Author:Dean Salter
ISBN: 0973066318
Genre: fiction/modern American

The following review was contributed by: John Walsh & CLICK TO VIEW John Walsh's Reviews
Jason Seeley is born into a stable, loving family in small town USA. His parents are estranged from their own parents because of their love for each other and so more determined than ever to bring up their children in a warm, open and happy environment. Jason grows up to be an intelligent, athletic young man who, early on, gets the girl of his dreams.
In these early years, the main trauma of Jason’s life is the involvement of his girlfriend with a lowlife drug dealer who leads into a downward spiral from which she is only rescued after extensive medical intervention and the devotion of Jason and her own parents. They are reconciled and he goes off to university in Boston, where his intellectual life blossoms unexpectedly. By the time he is due to graduate, however, he faces the prospect of being drafted into a war which he has come to realise it would be wrong for him to fight. He becomes a draft dodger and spends the rest of the novel seeking to come to terms of his new life, his exile, his rejection of his country and what appears to be his country’s rejection of him. This is quite a lengthy process but it does show a personal journey that mirrors to some extent that of society as a whole. In fact, it would have been a better book if the contrasts and similarities between the personal and the public were more explicitly made.

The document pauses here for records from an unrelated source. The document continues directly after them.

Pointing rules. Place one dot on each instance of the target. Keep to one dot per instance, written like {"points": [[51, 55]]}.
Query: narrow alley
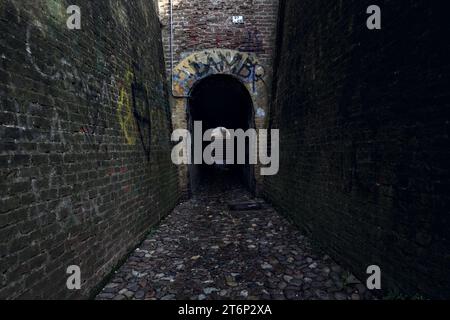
{"points": [[204, 250], [224, 150]]}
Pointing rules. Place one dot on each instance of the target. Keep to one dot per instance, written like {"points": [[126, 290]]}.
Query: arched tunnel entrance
{"points": [[221, 101]]}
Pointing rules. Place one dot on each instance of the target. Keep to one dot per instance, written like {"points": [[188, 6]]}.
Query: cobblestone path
{"points": [[205, 251]]}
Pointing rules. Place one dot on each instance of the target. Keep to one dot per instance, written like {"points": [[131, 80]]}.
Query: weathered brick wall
{"points": [[201, 25], [85, 165], [364, 136], [207, 24]]}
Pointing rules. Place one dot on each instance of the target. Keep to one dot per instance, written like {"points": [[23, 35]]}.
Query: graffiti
{"points": [[252, 42], [83, 84], [209, 62], [141, 112], [133, 111], [125, 112]]}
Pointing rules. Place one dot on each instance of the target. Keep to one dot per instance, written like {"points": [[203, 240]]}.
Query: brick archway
{"points": [[199, 65]]}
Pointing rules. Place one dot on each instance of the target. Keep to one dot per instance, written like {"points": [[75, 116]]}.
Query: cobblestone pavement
{"points": [[205, 251]]}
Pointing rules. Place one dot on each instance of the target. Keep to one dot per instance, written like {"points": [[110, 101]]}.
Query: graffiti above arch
{"points": [[243, 66], [219, 61]]}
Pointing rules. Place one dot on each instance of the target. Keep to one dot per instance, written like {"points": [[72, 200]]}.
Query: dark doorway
{"points": [[221, 101]]}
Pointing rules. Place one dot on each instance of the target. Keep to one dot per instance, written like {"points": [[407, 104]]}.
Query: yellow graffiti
{"points": [[125, 111]]}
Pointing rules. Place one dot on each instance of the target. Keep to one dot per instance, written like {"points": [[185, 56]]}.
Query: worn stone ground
{"points": [[204, 251]]}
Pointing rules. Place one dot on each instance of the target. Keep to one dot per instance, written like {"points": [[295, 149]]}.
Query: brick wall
{"points": [[364, 136], [199, 25], [207, 24], [85, 165]]}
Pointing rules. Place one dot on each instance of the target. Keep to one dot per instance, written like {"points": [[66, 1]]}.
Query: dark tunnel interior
{"points": [[220, 101]]}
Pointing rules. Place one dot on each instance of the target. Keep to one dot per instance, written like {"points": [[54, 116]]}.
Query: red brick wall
{"points": [[206, 24]]}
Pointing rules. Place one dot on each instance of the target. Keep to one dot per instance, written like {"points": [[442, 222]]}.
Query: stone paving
{"points": [[205, 251]]}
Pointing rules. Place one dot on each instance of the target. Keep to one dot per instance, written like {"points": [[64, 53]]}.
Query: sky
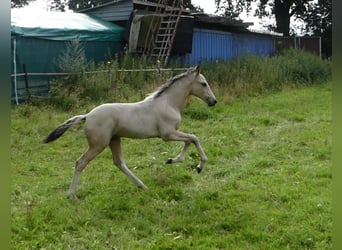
{"points": [[208, 6]]}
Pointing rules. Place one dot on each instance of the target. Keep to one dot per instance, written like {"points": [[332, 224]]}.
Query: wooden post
{"points": [[26, 82]]}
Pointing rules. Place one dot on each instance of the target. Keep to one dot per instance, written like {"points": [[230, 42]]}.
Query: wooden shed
{"points": [[194, 37]]}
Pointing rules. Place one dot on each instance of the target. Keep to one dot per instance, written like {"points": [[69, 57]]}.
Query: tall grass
{"points": [[249, 75]]}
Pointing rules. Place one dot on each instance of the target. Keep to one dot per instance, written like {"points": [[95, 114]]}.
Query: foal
{"points": [[158, 115]]}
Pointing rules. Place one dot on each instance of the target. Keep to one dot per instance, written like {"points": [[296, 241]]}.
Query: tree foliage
{"points": [[20, 3], [281, 10], [316, 15]]}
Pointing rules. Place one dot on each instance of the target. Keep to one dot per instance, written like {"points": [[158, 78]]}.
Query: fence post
{"points": [[26, 82]]}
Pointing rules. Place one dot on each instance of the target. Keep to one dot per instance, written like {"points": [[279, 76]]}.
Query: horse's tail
{"points": [[55, 134]]}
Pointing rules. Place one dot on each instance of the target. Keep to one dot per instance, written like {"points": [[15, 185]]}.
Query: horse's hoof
{"points": [[73, 197], [199, 170]]}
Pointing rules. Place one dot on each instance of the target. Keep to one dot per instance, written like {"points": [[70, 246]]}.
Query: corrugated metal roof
{"points": [[64, 26]]}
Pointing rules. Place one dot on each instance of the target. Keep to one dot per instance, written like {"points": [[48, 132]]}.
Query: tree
{"points": [[19, 3], [316, 15], [282, 10], [318, 22]]}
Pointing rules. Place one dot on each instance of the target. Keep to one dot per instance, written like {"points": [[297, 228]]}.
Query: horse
{"points": [[156, 116]]}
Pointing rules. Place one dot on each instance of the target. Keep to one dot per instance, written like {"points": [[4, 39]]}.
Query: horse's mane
{"points": [[168, 84]]}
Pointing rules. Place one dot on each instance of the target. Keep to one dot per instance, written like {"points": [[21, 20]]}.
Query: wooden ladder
{"points": [[159, 47]]}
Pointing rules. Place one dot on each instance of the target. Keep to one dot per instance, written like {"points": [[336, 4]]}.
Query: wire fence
{"points": [[39, 83]]}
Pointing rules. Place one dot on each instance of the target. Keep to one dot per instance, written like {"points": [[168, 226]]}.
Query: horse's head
{"points": [[201, 88]]}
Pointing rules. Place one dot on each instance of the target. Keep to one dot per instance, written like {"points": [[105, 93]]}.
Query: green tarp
{"points": [[38, 39], [64, 26]]}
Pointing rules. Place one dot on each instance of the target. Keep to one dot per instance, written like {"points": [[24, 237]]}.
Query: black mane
{"points": [[169, 83]]}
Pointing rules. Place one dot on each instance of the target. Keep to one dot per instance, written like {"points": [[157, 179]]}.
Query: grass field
{"points": [[267, 183]]}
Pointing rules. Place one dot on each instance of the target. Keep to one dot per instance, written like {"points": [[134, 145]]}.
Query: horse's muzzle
{"points": [[211, 101]]}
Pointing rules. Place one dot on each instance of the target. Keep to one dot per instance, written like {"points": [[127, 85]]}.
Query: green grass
{"points": [[267, 183]]}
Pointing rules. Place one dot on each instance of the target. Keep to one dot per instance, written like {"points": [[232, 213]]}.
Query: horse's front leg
{"points": [[187, 138], [115, 146], [181, 156]]}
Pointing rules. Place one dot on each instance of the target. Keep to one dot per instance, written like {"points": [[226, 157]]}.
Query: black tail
{"points": [[63, 127]]}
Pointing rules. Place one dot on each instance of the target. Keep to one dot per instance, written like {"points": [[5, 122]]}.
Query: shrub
{"points": [[249, 75]]}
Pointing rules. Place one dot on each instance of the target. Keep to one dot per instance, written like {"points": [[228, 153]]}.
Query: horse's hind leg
{"points": [[81, 163], [115, 146], [181, 156]]}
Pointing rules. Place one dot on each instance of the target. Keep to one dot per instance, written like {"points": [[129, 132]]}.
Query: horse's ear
{"points": [[197, 69]]}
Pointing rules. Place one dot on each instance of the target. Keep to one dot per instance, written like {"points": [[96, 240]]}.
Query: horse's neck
{"points": [[177, 96]]}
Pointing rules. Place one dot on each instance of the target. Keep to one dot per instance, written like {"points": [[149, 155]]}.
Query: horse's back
{"points": [[134, 120]]}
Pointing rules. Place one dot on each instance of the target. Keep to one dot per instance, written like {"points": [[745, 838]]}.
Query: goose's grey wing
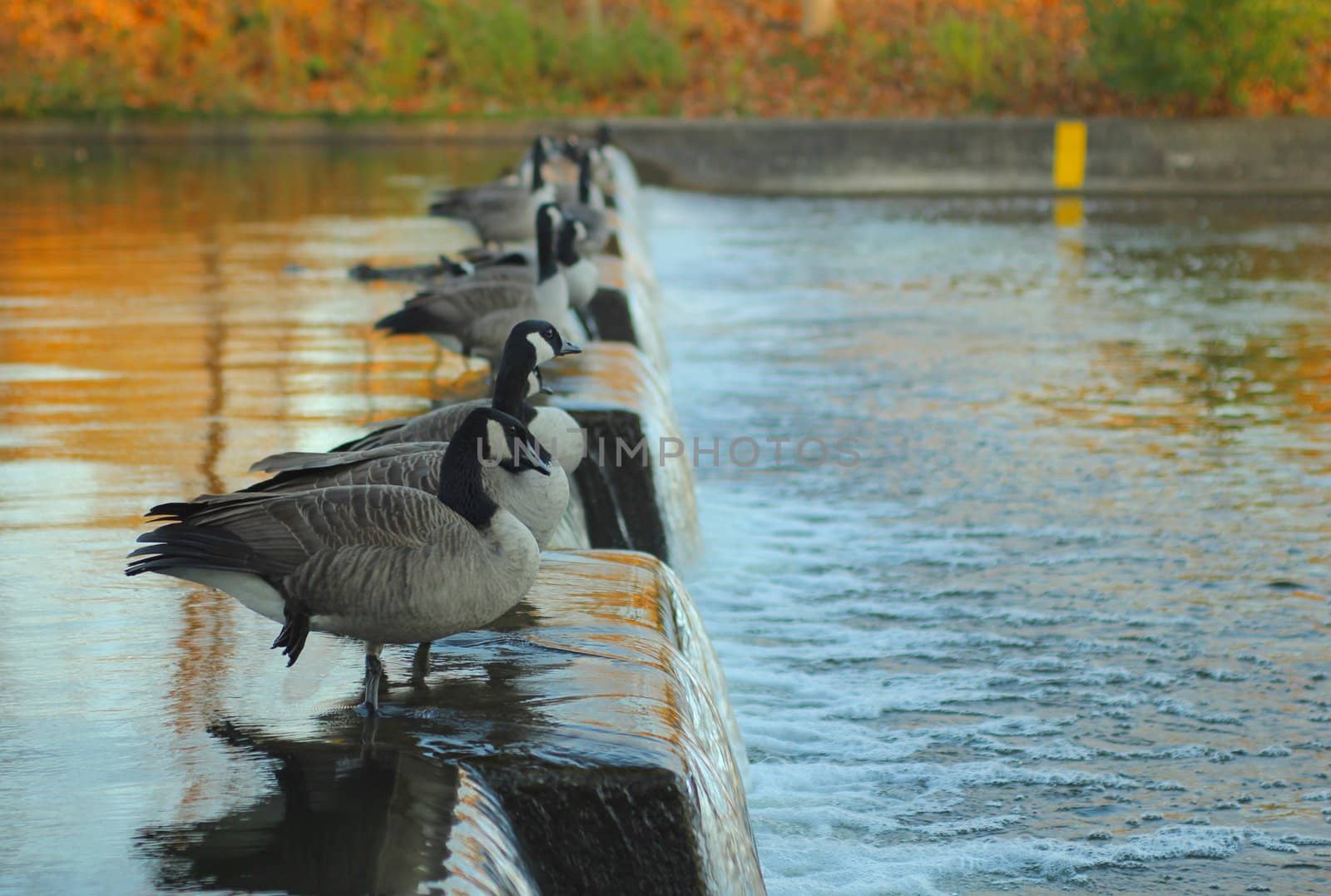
{"points": [[297, 461], [275, 536], [437, 425], [408, 465], [470, 296]]}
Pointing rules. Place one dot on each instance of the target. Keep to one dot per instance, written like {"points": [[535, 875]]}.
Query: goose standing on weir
{"points": [[476, 316], [538, 499], [381, 563], [501, 212], [554, 428]]}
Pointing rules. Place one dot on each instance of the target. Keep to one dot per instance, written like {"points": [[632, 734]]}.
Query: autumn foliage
{"points": [[694, 57]]}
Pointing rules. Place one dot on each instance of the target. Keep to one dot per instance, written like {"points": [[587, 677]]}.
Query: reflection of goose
{"points": [[476, 314], [536, 498], [554, 428], [344, 820], [503, 210], [379, 563]]}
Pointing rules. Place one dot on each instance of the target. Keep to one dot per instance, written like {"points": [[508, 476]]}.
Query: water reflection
{"points": [[1064, 626], [1065, 622]]}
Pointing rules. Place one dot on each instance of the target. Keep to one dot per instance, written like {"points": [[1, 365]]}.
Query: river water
{"points": [[1051, 616]]}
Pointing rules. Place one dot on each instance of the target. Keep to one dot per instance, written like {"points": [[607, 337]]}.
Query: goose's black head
{"points": [[510, 445], [570, 233], [530, 344], [537, 343], [549, 217], [486, 438]]}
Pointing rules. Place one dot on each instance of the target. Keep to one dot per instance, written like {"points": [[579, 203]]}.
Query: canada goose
{"points": [[476, 316], [501, 212], [590, 210], [381, 563], [552, 428], [581, 273], [537, 499]]}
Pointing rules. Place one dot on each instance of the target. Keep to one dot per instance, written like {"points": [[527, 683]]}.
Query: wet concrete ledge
{"points": [[582, 745]]}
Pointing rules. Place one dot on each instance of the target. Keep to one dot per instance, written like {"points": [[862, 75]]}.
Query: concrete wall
{"points": [[944, 156], [1286, 156]]}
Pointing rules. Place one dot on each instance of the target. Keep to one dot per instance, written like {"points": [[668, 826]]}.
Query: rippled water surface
{"points": [[1062, 625]]}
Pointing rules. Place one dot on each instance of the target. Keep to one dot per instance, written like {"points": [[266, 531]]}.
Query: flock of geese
{"points": [[433, 525]]}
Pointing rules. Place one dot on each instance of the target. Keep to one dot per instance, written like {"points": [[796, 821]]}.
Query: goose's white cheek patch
{"points": [[542, 348], [496, 443]]}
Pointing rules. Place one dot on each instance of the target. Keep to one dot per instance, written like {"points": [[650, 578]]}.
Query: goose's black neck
{"points": [[546, 263], [567, 248], [510, 393], [538, 164], [461, 488], [585, 179]]}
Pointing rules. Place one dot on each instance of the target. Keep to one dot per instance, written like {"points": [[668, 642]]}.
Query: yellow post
{"points": [[819, 17], [1069, 155]]}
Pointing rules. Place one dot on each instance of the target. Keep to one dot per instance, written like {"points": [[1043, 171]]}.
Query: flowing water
{"points": [[1051, 614]]}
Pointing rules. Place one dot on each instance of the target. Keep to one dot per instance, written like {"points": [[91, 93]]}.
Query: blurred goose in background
{"points": [[537, 499], [589, 210], [501, 212], [376, 562], [552, 428], [474, 316]]}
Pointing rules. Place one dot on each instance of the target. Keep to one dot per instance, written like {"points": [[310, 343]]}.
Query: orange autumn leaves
{"points": [[694, 57]]}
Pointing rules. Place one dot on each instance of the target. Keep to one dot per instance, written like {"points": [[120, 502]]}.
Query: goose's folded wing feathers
{"points": [[337, 458]]}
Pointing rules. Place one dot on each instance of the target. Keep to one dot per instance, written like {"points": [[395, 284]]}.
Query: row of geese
{"points": [[433, 525]]}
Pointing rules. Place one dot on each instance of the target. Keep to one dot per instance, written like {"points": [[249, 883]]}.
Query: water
{"points": [[1062, 626]]}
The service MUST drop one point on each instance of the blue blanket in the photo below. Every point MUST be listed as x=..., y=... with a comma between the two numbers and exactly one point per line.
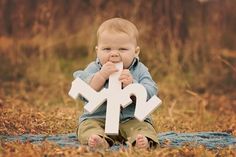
x=211, y=140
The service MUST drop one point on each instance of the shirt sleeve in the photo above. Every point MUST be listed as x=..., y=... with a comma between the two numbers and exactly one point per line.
x=146, y=80
x=88, y=73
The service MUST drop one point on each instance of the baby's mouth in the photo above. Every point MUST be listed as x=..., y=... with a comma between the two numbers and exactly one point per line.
x=115, y=59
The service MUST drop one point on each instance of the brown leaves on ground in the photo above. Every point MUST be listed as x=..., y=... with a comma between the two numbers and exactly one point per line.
x=196, y=113
x=16, y=117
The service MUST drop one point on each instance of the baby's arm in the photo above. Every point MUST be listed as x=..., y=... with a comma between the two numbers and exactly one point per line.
x=98, y=80
x=146, y=80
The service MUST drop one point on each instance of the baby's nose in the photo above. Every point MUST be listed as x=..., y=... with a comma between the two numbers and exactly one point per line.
x=115, y=57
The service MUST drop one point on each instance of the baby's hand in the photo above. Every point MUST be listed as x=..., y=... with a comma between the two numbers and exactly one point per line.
x=107, y=69
x=126, y=78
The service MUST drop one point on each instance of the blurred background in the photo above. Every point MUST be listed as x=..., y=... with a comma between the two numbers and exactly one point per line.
x=188, y=45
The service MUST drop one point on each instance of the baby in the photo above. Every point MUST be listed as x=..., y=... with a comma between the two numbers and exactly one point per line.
x=117, y=41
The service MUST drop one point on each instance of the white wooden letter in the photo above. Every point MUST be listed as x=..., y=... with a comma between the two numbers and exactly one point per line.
x=115, y=98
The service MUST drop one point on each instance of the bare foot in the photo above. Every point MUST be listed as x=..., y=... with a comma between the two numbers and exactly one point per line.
x=95, y=141
x=142, y=142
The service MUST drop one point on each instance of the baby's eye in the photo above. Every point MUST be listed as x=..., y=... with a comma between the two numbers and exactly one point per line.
x=106, y=49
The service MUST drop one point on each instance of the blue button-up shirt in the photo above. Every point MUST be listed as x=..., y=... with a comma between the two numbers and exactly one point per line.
x=140, y=75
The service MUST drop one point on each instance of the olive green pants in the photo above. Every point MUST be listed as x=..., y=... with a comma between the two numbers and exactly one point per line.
x=128, y=131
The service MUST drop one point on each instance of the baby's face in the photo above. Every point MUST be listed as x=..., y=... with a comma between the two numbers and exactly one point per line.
x=116, y=47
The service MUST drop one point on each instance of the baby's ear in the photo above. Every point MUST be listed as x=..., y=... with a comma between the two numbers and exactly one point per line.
x=137, y=50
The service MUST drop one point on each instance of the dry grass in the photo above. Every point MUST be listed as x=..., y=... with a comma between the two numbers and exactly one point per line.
x=196, y=78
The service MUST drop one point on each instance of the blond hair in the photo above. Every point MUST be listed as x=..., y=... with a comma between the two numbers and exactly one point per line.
x=119, y=25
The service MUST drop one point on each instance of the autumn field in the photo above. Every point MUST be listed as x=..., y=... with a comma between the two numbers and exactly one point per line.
x=188, y=46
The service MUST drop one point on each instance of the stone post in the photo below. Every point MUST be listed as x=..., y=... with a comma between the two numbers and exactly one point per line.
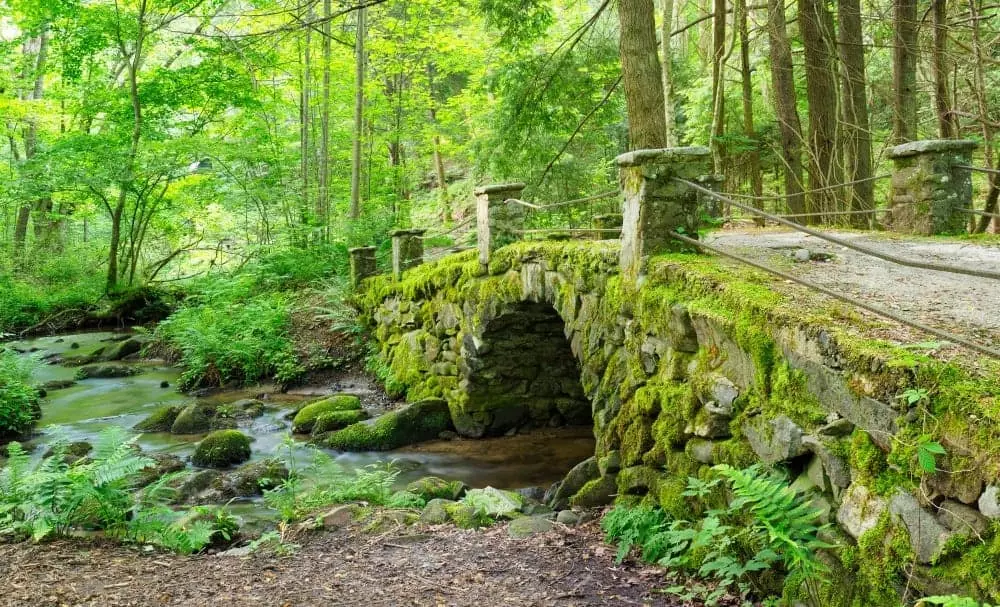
x=497, y=222
x=362, y=264
x=655, y=205
x=609, y=226
x=927, y=187
x=407, y=250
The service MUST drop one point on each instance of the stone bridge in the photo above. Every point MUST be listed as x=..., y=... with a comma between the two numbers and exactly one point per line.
x=697, y=363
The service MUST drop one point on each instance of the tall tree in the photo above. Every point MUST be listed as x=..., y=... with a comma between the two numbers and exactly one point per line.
x=783, y=88
x=641, y=74
x=816, y=26
x=904, y=70
x=857, y=135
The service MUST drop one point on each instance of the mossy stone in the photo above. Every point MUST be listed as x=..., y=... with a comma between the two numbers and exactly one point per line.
x=160, y=420
x=331, y=421
x=421, y=421
x=306, y=418
x=432, y=487
x=222, y=449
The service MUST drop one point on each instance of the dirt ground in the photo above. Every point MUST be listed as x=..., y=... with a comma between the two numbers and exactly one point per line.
x=436, y=566
x=961, y=304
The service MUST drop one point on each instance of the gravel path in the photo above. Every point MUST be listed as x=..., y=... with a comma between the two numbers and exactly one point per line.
x=436, y=566
x=961, y=304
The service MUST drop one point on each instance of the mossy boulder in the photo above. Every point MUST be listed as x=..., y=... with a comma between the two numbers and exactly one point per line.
x=222, y=449
x=306, y=418
x=421, y=421
x=193, y=419
x=331, y=421
x=160, y=420
x=432, y=487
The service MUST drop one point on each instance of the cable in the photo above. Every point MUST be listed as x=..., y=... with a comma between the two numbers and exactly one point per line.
x=867, y=306
x=844, y=243
x=807, y=192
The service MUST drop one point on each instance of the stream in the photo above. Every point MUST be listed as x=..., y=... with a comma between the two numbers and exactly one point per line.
x=81, y=411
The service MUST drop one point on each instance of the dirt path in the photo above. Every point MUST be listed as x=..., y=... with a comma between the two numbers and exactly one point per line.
x=440, y=566
x=961, y=304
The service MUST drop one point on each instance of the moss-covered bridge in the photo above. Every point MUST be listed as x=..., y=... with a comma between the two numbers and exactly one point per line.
x=703, y=364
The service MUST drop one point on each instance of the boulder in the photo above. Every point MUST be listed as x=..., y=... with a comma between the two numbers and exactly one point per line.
x=161, y=420
x=526, y=526
x=105, y=371
x=432, y=487
x=307, y=416
x=221, y=449
x=860, y=510
x=776, y=440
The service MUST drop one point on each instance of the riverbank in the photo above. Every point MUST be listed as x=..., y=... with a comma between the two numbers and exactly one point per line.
x=403, y=566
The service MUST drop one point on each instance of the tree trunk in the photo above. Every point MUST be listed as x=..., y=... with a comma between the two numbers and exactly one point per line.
x=756, y=179
x=323, y=193
x=816, y=26
x=641, y=75
x=857, y=137
x=666, y=47
x=947, y=121
x=789, y=125
x=360, y=63
x=904, y=71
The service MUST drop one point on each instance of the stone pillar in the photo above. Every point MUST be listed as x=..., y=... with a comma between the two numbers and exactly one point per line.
x=407, y=250
x=497, y=222
x=655, y=205
x=609, y=226
x=362, y=264
x=927, y=187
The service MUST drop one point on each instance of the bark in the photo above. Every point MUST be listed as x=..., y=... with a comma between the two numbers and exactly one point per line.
x=756, y=179
x=947, y=121
x=641, y=75
x=904, y=70
x=360, y=63
x=666, y=46
x=718, y=84
x=323, y=193
x=789, y=125
x=816, y=25
x=857, y=136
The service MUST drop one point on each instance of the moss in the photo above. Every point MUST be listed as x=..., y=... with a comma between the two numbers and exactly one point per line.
x=221, y=449
x=306, y=418
x=418, y=422
x=331, y=421
x=160, y=420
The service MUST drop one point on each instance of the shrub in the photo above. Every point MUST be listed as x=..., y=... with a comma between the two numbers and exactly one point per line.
x=221, y=449
x=19, y=408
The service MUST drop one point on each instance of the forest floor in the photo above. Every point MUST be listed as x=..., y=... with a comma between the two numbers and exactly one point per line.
x=436, y=566
x=961, y=304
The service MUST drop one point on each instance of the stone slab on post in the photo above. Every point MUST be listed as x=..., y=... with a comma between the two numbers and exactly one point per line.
x=928, y=188
x=655, y=205
x=362, y=264
x=609, y=226
x=498, y=223
x=407, y=250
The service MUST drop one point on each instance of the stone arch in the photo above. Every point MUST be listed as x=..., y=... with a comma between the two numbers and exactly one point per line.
x=516, y=370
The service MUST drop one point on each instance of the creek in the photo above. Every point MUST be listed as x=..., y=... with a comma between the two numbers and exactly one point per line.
x=80, y=412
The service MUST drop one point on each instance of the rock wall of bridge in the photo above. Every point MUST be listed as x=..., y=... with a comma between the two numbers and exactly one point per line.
x=704, y=364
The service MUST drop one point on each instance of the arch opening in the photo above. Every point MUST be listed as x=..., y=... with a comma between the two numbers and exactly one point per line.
x=526, y=375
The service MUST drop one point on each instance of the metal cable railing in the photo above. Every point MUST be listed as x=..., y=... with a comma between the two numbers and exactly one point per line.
x=840, y=241
x=951, y=337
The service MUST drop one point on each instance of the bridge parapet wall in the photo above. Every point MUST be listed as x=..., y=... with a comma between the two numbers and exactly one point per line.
x=707, y=364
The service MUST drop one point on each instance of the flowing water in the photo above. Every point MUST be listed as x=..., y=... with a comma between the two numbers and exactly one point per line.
x=82, y=411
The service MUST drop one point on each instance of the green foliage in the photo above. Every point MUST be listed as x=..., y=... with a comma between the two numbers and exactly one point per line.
x=52, y=498
x=765, y=528
x=18, y=399
x=323, y=482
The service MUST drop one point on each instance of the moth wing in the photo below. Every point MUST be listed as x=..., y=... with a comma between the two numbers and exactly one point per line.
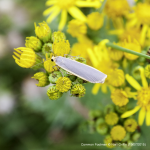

This is an interesting and quite nicely written novel. It does have the feeling of a confessional about it to the extent that it sends the reviewer to seek the author’s blurb to see if this is a disguised memoir. As a result of this, there is a tendency for the author to tell the reader about the character of the various people introduced into the narrative rather than showing their nature through the ways in which they interact with each other and the world. Nevertheless, although many of the characters seem a little too obsessed with the importance of personal relationships, others do have some indications of an intellectual hinterland and are capable of discussing and thinking about ideas and events.
I look forward to reading more by the author Dean Salter and seeing whether he is capable of developing themes beyond the personal.